GIANFRANCO: «E le olive?»

ANASSIMANDRO: «Buone».

GIANFRANCO: «Dunque in questo momento tu stai bene?»

ANASSIMANDRO: «Sì. Non c’è traccia in me di indeterminato».

GIANFRANCO: «Mi hai chiarito molte cose, oggi. Voi antichi greci siete così pessimisti?»

ANASSIMANDRO: «Veramente Democrito è il filosofo sorridente».

GIANFRANCO: «Tu sei andato a cercare un elemento al di fuori dei quattro canonici e hai trovato lo sconfinato. Ma questo sconfinato, dal quale le cose nascono e nel quale le cose ritornano, ha bisogno dell’infelicità dell’uomo per essere…»

ANASSIMANDRO: «Qualcuno non ci ha detto che questa è una valle di lacrime?»

GIANFRANCO: «Per pensare l’indeterminato c’è bisogno del fio e dell’ingiustizia. Ma questa ingiustizia è nell’illimitato o nel limitato?»

ANASSIMANDRO: «È in questi salatini».

GIANFRANCO: «Sì. Nessuno ci ha mai detto che sarebbe stato facile vivere su questa Terra. Secondo l’ordine del tempo si pagano pena e ingiustizia riguardo al fatto che tutto non sia indeterminato, che esistano vincoli, limiti, orli, bordi».

ANASSIMANDRO: «Noi siamo esseri finiti. Come questo arancinetto. E questo stesso fatto costituisce un limite».

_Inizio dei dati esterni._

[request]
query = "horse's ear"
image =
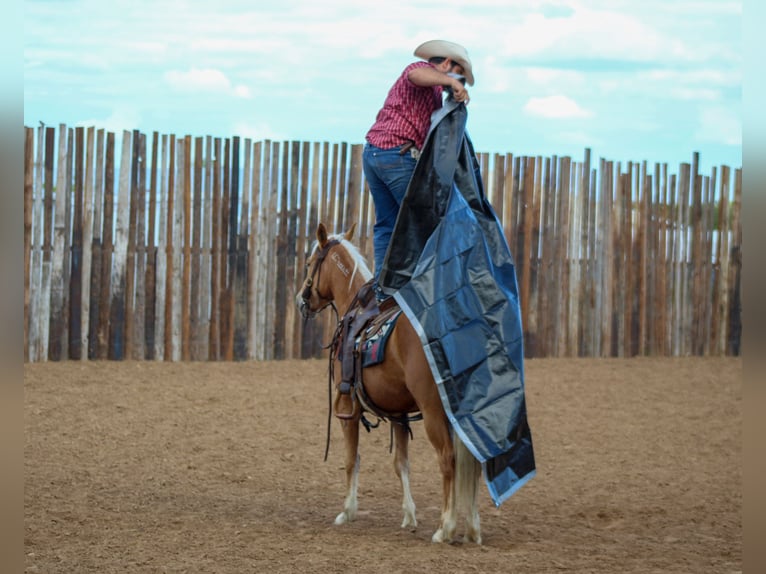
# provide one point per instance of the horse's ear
(321, 235)
(350, 233)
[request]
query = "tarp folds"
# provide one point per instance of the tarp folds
(450, 269)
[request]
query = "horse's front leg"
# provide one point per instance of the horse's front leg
(351, 439)
(402, 469)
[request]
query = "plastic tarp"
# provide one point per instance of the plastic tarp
(450, 269)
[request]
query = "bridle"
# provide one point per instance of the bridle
(316, 272)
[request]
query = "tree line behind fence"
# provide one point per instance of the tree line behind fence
(193, 248)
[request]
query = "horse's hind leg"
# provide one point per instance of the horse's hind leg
(467, 474)
(351, 436)
(437, 429)
(402, 469)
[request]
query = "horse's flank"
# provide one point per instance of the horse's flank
(402, 383)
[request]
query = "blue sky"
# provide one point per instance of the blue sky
(632, 80)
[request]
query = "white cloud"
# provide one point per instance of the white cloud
(122, 118)
(719, 125)
(557, 106)
(205, 80)
(196, 79)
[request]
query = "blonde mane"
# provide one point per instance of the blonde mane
(359, 262)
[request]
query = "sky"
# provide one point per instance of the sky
(649, 80)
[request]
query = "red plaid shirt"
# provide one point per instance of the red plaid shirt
(406, 113)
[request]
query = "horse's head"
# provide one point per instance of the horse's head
(331, 269)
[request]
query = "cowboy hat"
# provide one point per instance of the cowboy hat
(444, 49)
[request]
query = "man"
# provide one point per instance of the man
(400, 129)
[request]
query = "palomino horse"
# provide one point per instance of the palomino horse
(401, 384)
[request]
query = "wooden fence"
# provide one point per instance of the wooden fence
(182, 248)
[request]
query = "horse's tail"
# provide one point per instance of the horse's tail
(467, 473)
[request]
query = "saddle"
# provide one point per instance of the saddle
(358, 343)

GIANFRANCO: «Ma se fossimo indeterminati saremmo più felici?»

ANASSIMANDRO: «Beh, non avremmo malattie …»

GIANFRANCO: «La vera ricchezza è nel nostro stesso avere dei limiti. Non poter conoscere tutte le donne del mondo. Non poter accumulare tutta la ricchezza del mondo. Avere limiti nella respirazione e nel battito cardiaco. Io sono felice di essere così tanto determinato nelle mie possibilità».

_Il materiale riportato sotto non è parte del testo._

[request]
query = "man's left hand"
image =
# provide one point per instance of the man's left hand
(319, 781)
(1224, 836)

ANASSIMANDRO: «Io ho sognato lo sconfinato. La gente mi dovrebbe ricordare solo per questo. Ho dato a tutti la speranza in qualcosa di enorme al quale un giorno potremo arrivare».

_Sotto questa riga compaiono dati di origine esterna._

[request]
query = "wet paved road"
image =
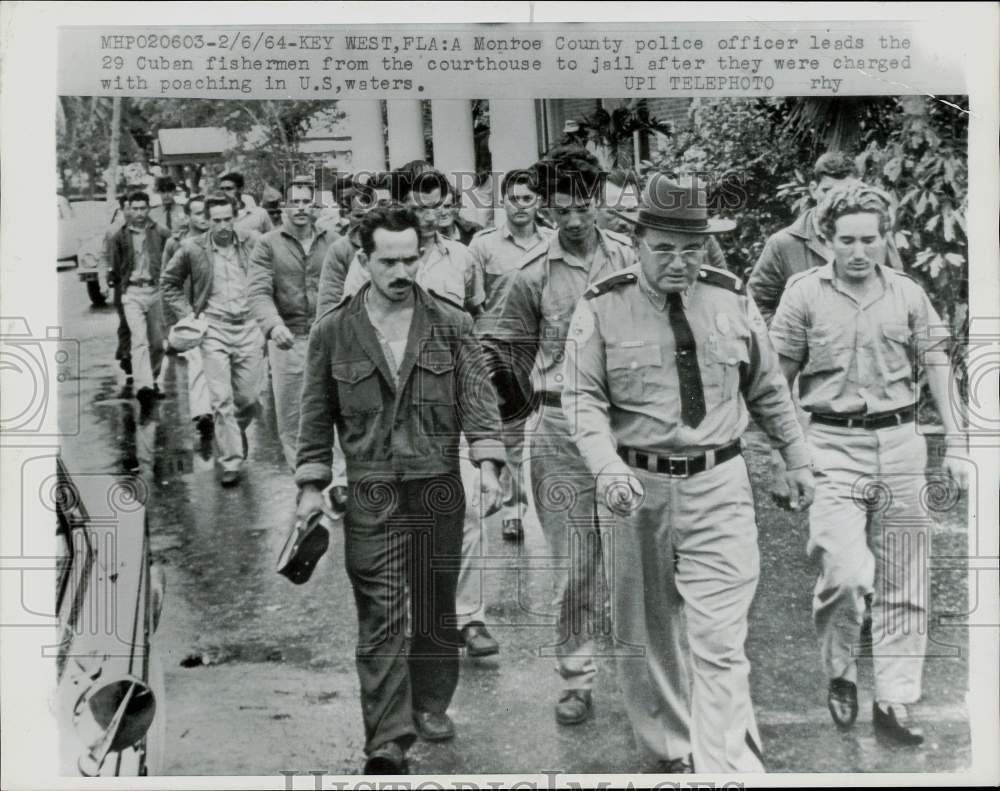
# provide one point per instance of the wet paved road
(260, 673)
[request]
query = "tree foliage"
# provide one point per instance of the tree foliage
(761, 151)
(267, 133)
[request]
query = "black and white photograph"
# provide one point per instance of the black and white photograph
(503, 434)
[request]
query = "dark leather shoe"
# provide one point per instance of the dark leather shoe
(676, 766)
(512, 530)
(434, 727)
(574, 706)
(478, 641)
(842, 700)
(387, 759)
(893, 723)
(205, 426)
(146, 397)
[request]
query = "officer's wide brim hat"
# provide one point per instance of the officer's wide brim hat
(671, 206)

Ci salutammo cordialmente, Anassimandro se ne tornò a Mileto. L’inaugurazione dell’Ápeiron era stata bellissima. E Anassimandro ci aveva anche regalato un sogno: andare oltre, andare al di là, correre via lontano. Come diceva quel personaggio televisivo: «I sogni aiutano a vivere meglio» anche se la realtà, per quanto dura essa sia, è sempre meglio: la realtà infatti non mente mai, essa dice sempre i nostri limiti che sono anche la nostra ricchezza.